Néanmoins Kirill SEREBRENNIKOV, comme s'il souhaitait que ce legs de la Russie à l'humanité conserve son aura et une part de mystère, choisit de l'aborder en en faisant finalement un personnage secondaire, préférant focaliser son attention et donc la notre sur sa femme. Ce pas de côté m'a rapidement évoqué l'idée du conte. Contes qui à l'instar des textes mythologiques contiennent en eux ce qui fondera les sociétés humaines, s'abreuvant aux symbolismes et usant de l'art de l'allégorie, de la science de la personnification des concepts, afin de répandre le terreau où fleuriront les pousses vertes et où germeront les frondaisons d'arbres en devenir que le conte évoque, narre, avant qu'ils ne constituent une part de réalité et prennent vie, prennent formes sous l'impulsion chaque fois renouvelée de l'œil des lecteurs.
Le conte enfin, contient en lui, de façon presque irrépressible l'idée de l'ogre, entité monstrueuse qui se voudra selon les époques, la parabole de l'interdit, celle du trop plein, du désir inassouvi, mais là encore Kirill SEREBRENNIKOV détourne cet aspect en nous renvoyant non pas l'image attendue de l'ogre, qui d'ailleurs on s'en rend compte rapidement, quasiment dès la scène d'ouverture des obsèques, n'est pas associée à la figure de Tchaïkovski, mais bel et bien à celle fragile et insoupçonnable de sa femme.
En effet à travers sa passion dévorante, son amour exclusif et univoque, son érotomanie clinique et son obsession morbide envers cet homme, contraint en raison des conventions sociales de son époque - et sans doute aussi actuelles - d'une Russie où vivre son homosexualité de façon officielle relève du suicide social, d'épouser celle qu'on lui impose mais pour laquelle il n'a jamais, bien au contraire, manifesté le moindre intérêt d'ordre charnel, ni le moindre sentiment amoureux. C'est ici pour moi que point l'idée de l'ogre, chez cette femme troublée, inapte à voir ou concevoir l'évidence d'un subterfuge crée par l'entourage du grand maître pour faire illusion, dès lors cette obsession maladive qui pourra s'apparenter à une forme de harcèlement illustre à mon sens l'excès total, l'animalité insensée face à la raison et à la modération supposées de l'homme ou ici de la femme.

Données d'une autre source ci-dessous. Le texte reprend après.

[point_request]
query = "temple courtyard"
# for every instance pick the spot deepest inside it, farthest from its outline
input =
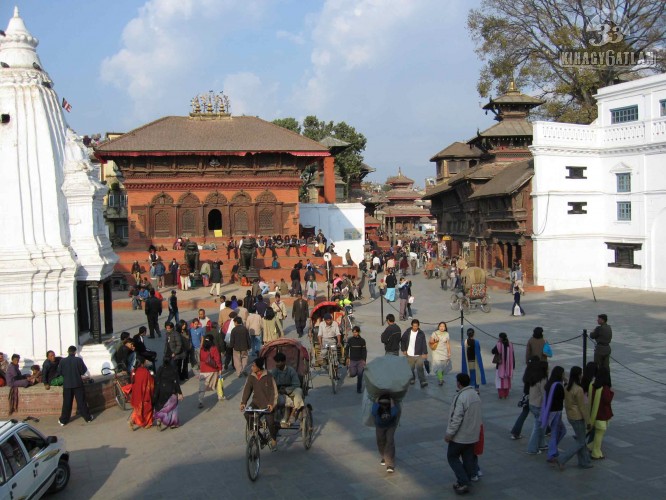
(205, 457)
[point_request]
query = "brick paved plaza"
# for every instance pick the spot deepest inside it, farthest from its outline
(205, 457)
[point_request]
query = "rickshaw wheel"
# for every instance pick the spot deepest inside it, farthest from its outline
(253, 462)
(455, 302)
(120, 396)
(308, 427)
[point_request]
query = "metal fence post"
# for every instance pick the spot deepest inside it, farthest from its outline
(584, 348)
(381, 308)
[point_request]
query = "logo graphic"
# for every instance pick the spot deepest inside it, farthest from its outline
(604, 32)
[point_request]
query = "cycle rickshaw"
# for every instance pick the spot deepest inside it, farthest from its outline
(474, 291)
(331, 356)
(256, 430)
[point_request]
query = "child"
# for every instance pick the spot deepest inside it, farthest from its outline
(36, 376)
(382, 287)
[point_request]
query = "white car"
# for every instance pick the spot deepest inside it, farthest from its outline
(31, 464)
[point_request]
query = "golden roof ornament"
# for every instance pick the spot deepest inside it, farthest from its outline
(210, 105)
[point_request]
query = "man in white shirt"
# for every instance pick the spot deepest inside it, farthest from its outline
(413, 345)
(329, 332)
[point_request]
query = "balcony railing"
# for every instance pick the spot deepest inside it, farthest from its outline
(589, 136)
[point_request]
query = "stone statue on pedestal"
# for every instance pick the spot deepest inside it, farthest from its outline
(248, 251)
(192, 255)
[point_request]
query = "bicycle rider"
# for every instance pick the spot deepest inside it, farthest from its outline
(289, 387)
(261, 385)
(329, 332)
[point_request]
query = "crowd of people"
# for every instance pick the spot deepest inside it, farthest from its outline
(211, 350)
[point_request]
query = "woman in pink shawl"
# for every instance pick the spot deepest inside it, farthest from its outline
(503, 352)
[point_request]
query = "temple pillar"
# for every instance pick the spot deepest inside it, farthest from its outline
(329, 179)
(108, 307)
(95, 320)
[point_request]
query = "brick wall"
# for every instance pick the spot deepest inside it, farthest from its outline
(36, 401)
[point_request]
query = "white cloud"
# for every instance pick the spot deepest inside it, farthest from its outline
(298, 39)
(402, 72)
(249, 95)
(169, 47)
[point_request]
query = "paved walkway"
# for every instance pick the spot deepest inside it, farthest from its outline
(205, 457)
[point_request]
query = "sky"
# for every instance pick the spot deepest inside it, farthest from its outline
(402, 72)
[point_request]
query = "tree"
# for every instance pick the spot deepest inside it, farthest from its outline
(521, 40)
(349, 161)
(288, 123)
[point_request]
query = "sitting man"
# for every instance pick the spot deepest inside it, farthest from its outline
(329, 332)
(289, 385)
(261, 385)
(264, 289)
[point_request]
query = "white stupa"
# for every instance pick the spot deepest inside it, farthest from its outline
(54, 249)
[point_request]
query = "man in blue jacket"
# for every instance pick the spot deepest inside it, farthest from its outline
(72, 368)
(413, 345)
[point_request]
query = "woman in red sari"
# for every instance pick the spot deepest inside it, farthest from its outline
(142, 397)
(506, 363)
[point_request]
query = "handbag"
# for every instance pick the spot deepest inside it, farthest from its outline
(524, 401)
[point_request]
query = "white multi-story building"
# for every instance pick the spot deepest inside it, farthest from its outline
(600, 193)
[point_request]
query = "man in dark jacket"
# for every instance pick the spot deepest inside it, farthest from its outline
(216, 279)
(295, 277)
(261, 386)
(300, 313)
(72, 368)
(241, 343)
(391, 336)
(413, 345)
(356, 353)
(50, 369)
(153, 310)
(173, 307)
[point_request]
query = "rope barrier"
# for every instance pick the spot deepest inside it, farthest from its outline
(390, 304)
(517, 343)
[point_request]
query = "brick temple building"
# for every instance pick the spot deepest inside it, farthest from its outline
(210, 175)
(400, 212)
(482, 199)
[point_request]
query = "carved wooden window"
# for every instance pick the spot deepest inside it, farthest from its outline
(162, 223)
(216, 198)
(266, 197)
(241, 225)
(189, 200)
(162, 199)
(241, 198)
(189, 221)
(266, 221)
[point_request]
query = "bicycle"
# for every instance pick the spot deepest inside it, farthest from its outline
(333, 364)
(257, 436)
(121, 386)
(461, 302)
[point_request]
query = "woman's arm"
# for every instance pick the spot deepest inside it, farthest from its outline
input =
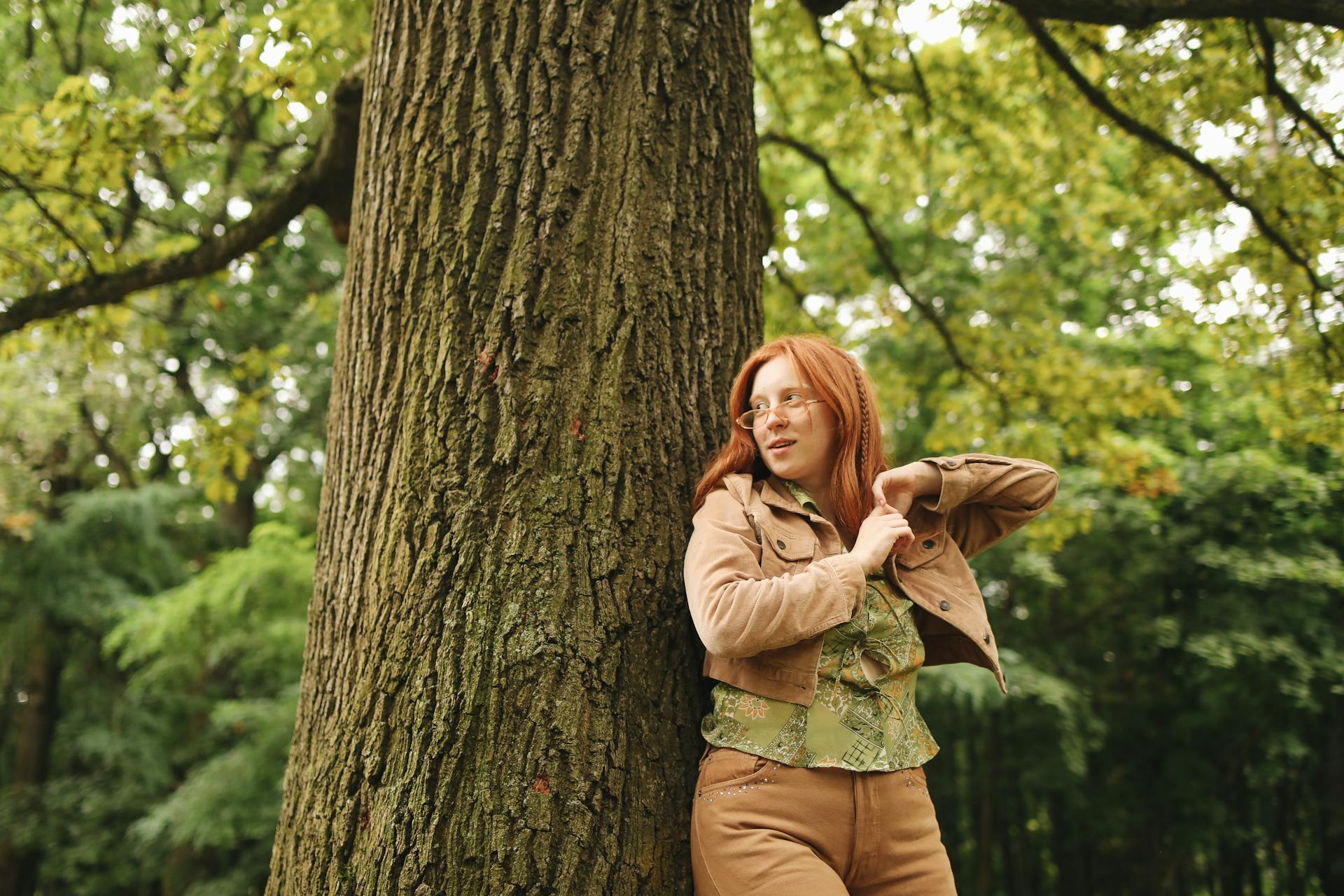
(984, 498)
(736, 609)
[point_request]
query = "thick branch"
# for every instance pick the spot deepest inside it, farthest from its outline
(327, 182)
(1276, 88)
(879, 242)
(1140, 14)
(1102, 104)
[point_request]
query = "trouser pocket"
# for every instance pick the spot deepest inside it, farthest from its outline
(726, 771)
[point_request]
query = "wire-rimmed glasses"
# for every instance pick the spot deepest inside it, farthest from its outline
(790, 410)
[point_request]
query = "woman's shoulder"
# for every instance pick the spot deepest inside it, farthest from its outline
(732, 495)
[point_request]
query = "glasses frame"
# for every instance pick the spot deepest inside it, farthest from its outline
(768, 412)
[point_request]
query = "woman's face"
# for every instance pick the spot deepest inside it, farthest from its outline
(809, 458)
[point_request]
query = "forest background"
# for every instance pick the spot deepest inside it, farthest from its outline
(1113, 248)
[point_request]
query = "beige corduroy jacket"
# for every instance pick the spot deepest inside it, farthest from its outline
(765, 580)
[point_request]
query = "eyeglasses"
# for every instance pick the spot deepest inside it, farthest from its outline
(790, 410)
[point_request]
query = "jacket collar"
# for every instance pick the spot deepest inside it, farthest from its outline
(773, 492)
(776, 493)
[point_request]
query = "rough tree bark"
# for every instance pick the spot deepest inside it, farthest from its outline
(554, 273)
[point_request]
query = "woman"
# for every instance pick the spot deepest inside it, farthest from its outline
(820, 583)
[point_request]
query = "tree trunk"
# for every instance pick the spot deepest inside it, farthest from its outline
(36, 729)
(554, 274)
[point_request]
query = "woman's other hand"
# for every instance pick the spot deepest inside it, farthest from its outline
(897, 489)
(881, 532)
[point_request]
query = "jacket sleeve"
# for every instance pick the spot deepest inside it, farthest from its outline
(736, 609)
(986, 498)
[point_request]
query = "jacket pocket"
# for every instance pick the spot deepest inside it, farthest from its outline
(924, 550)
(785, 551)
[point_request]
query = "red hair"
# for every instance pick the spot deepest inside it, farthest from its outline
(835, 377)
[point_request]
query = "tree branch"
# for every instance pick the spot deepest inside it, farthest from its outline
(1140, 14)
(1276, 89)
(879, 242)
(326, 181)
(1102, 104)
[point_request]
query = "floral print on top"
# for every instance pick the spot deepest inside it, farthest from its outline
(863, 716)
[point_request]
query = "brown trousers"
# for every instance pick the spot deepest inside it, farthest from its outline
(761, 827)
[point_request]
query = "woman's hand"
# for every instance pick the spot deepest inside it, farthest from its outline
(881, 532)
(897, 489)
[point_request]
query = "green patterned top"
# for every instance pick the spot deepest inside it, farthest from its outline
(863, 716)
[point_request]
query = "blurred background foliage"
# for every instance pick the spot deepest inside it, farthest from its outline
(1018, 272)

On pourra cependant pointer du doigt l'ignominie faite à cette femme, dont on s'est joué sans détours ni compassion afin de servir l'aura de cette star nationale qu'il convenait de maintenir à tous prix sur le piédestal de marbre où on l'avait placée et quitte à saborder et contraindre dans sa folie auto destructrice celle qui par son amour vrai, sincère, accepta à son corps défendant d'incarner pour la cour des admirateurs et la cohorte des gens le paravent sociétal qui leur dissimulerait la vérité sur leur héros.
Car tout dans sa mise en scène ou sa photographie et même son utilisation de la couleur, confère au film cette ambiance qui conjugue en un mouvement grandiose l'élégance, l'apparat et le cadavérique. Les ornementations et envolées lyriques voisinent et même copulent par instants avec le nihilisme absolu et la folie n'est jamais très éloignée d'une conscience mortifère que le drame ne peut qu'advenir, le malheur s'épandre telle une inondation et dans une langue où eau se traduit par "vodka" il est dès lors aisé de déceler là encore et finalement tel un leitmotiv du cinéaste, une critique acerbe de la Russie moderne.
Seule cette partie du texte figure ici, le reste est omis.